ADVANCES IN THE AQUEOUS SOLUTION CHEMISTRY OF TRIVALENT RARE EARTH ELEMENTS AT TEMPERATURES UP TO 250°C: RELEVANCE TO NEAR-FIELD RADIOACTIVE WASTE DISPOSAL ENVIRONMENTS

The trivalent rare earth elements (REE) are considered good analogues of trivalent actinides such as Am(III) and Pu(III). Radioactive REE also occur as fission products in nuclear waste and REE minerals such as monazite may sequester actinides. The near-field environment in radioactive waste repositories may be subjected to temperatures as high as 200ºC for extended periods of time. Therefore, the aqueous solution chemistry of trivalent REE at elevated temperatures is relevant to radioactive waste disposal. Significant advances in our knowledge of the thermodynamics of aqueous REE complexation, REE solid-phase solubility, and REE adsorption have been made via a variety of experimental techniques. These advances are reviewed and discussed in this paper.
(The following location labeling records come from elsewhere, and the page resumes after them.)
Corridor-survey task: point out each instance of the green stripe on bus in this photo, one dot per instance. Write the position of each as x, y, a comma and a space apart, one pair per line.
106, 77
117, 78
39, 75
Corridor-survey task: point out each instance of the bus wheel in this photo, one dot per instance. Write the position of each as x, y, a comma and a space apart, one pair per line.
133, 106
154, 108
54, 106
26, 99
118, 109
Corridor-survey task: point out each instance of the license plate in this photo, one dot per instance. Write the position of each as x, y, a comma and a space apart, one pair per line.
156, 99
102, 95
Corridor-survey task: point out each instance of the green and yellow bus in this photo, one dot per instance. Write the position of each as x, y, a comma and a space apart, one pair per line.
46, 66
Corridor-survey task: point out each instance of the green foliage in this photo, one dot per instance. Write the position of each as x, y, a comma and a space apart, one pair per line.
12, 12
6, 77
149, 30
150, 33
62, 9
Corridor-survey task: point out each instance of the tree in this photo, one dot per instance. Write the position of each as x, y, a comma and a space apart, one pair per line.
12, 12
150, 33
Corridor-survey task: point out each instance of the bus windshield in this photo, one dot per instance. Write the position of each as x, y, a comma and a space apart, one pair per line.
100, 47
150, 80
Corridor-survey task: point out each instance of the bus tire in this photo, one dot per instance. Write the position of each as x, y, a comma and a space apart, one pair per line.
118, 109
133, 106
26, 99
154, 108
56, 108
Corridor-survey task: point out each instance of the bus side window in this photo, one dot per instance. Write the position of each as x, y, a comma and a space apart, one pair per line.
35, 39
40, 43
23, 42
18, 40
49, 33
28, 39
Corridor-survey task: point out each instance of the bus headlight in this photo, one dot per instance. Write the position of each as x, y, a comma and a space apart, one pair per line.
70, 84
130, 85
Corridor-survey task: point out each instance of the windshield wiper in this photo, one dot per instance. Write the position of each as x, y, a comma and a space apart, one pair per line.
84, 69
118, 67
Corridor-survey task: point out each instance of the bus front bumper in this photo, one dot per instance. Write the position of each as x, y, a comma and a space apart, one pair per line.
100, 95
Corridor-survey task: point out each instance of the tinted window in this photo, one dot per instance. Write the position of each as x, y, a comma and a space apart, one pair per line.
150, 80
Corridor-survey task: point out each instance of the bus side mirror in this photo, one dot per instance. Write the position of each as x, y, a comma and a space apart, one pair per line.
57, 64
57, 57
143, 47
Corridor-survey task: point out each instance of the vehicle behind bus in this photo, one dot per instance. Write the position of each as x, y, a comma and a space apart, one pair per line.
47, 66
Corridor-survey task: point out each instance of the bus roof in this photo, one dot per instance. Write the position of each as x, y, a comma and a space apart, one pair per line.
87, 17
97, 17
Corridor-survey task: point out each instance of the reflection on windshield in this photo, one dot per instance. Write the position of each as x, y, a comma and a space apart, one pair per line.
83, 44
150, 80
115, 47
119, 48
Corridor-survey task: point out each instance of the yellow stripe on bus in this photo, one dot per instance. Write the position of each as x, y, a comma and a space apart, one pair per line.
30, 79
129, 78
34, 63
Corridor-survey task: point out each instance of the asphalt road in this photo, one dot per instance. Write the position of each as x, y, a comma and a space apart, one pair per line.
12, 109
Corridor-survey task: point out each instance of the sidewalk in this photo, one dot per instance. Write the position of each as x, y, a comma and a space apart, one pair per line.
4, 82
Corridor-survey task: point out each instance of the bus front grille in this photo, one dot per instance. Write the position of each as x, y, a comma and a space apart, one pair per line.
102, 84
Experimentally measured stability constants now exist at elevated temperatures for REE complexes with acetate, chloride, fluoride, hydroxide, and sulfate. Solubility products at elevated temperatures have also been determined for selected solid REE fluoride, hydroxide and phosphate phases. Finally, adsorption of trivalent Nd onto rutile has been measured. The experimental data show that acetate complexes are more stable and fluoride and hydroxide complexes are less stable than predicted based on extrapolation of stability constants determined at standard conditions. The measured stability constants for chloride and sulfate complexes are in reasonable agreement with predicted values. At elevated temperatures, the stabilities of both chloride and fluoride complexes decrease with increasing atomic number across the REE series. For fluoride complexes this trend is contrary to that observed at standard conditions and predicted theoretically. The experimental data suggest that chloride complexation is likely to be more important relative to hydroxide and fluoride complexation than predicted from extrapolations. Phosphate mineral solubility and adsorption onto various oxides, carbonates and other minerals should maintain trivalent REE (and by extension trivalent actinide) concentrations in solutions relatively low in most nuclear waste environments.